Li procuró ocultar su desprecio. Si manifestaba su desdén por esas criaturas casi animales, tal vez lo perdiera. Y era cierto que en su afecto por ellas, su preocupación y compasión, él era mejor que ella. Necesitaba emplear toda su fuerza de voluntad. Si cedía y se quedaba, poco a poco se transformaría en uno de esos aldeanos. Eso podría ayudarla a desprenderse del yo, a liberarse de la Rueda; pero renunciaría a todo posible logro que pudiera alcanzar en la vida. ¿Qué otro modo tenía de escapar de ella, excepto la violencia fortuita?
—Vivían del mismo modo antes de que llegaras —dijo—. Seguirán haciéndolo después. Y contigo o sin ti, no puede ser para siempre. Los Han se desplazan hacia el sur. Los he visto talando bosques y arando la tierra. Algún día tomarán esta comarca.
—¿Adonde podemos ir? —dijo él desconcertado—. ¿Serías de nuevo una mendiga?
—Si es menester, pero sólo por un tiempo. Tu Shan, hay todo un mundo más allá del horizonte.
—No… sabemos nada sobre él.
—Yo sé algo. —A través del hielo de su resolución resplandecía un fuego vigorizante—. Naves extranjeras tocan las costas de China.

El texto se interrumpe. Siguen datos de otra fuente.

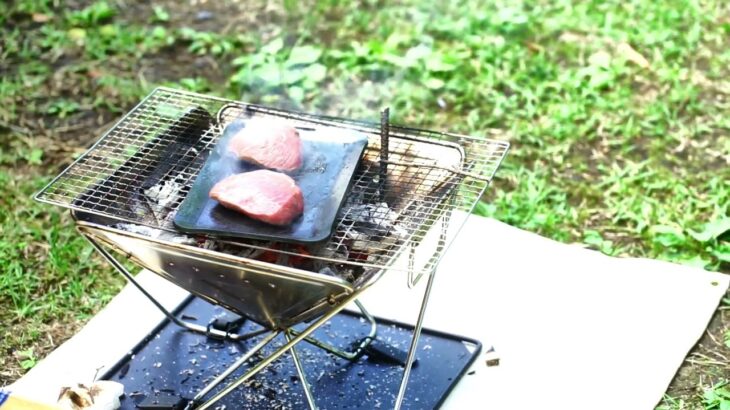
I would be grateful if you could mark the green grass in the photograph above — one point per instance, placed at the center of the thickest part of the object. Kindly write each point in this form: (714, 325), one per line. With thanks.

Los bárbaros avanzan. He oído acerca de grandes tumultos en el sur, al otro lado de las montañas.
—Me habías dicho que estaba prohibido dejar el Imperio…
—¿Qué puede significar eso para nosotros? ¿Qué guardias vigilan los senderos que podemos descubrir? Si no aprovechamos las oportunidades que nos esperan por doquier, no mereceremos nuestras vidas.
—Si nos hacemos famosos, notarán que no envejecemos.
—Podemos arreglárnoslas. El cambio corre sin freno por el mundo. El Imperio no puede permanecer encerrado para siempre en sí mismo, y tampoco esta aldea. Sacaremos partido de ello. Quizá podamos poner dinero a interés por un largo tiempo. Veremos. Mis años han sido más duros que los tuyos. Sé que el caos está lleno de lugares secretos. Sí, podemos caer, podemos perecer, pero hasta entonces habremos estado plenamente vivos.
Él la miró aturdido. Li sabía que necesitaría meses para convencerlo. Bien, contaba con la paciencia de siglos, y valía la pena.
Las nubes ralearon, irrumpió la luz y las gotas de lluvia relucieron como flechas.
Volvió la primavera, y ese año fue templada, de un brillo abrumador, llena de fragancias. Regresaron los trinos de las aves silvestres. Hinchado de nieve derretida, el arroyo brincaba entre las hojas de la ladera, rugía por el valle, se zambullía en el bosque de bambúes, dirigiéndose al gran río y al mar.
Un hombre y una mujer lo seguían por el camino. Iban vestidos para el viaje. Llevaban estacas en la mano. El hombre cargaba en la espalda los objetos necesarios, la mujer un niño que gorjeaba feliz mirando las maravillas que lo rodeaban.
La gente estaba reunida detrás, en el límite de la aldea, llorando.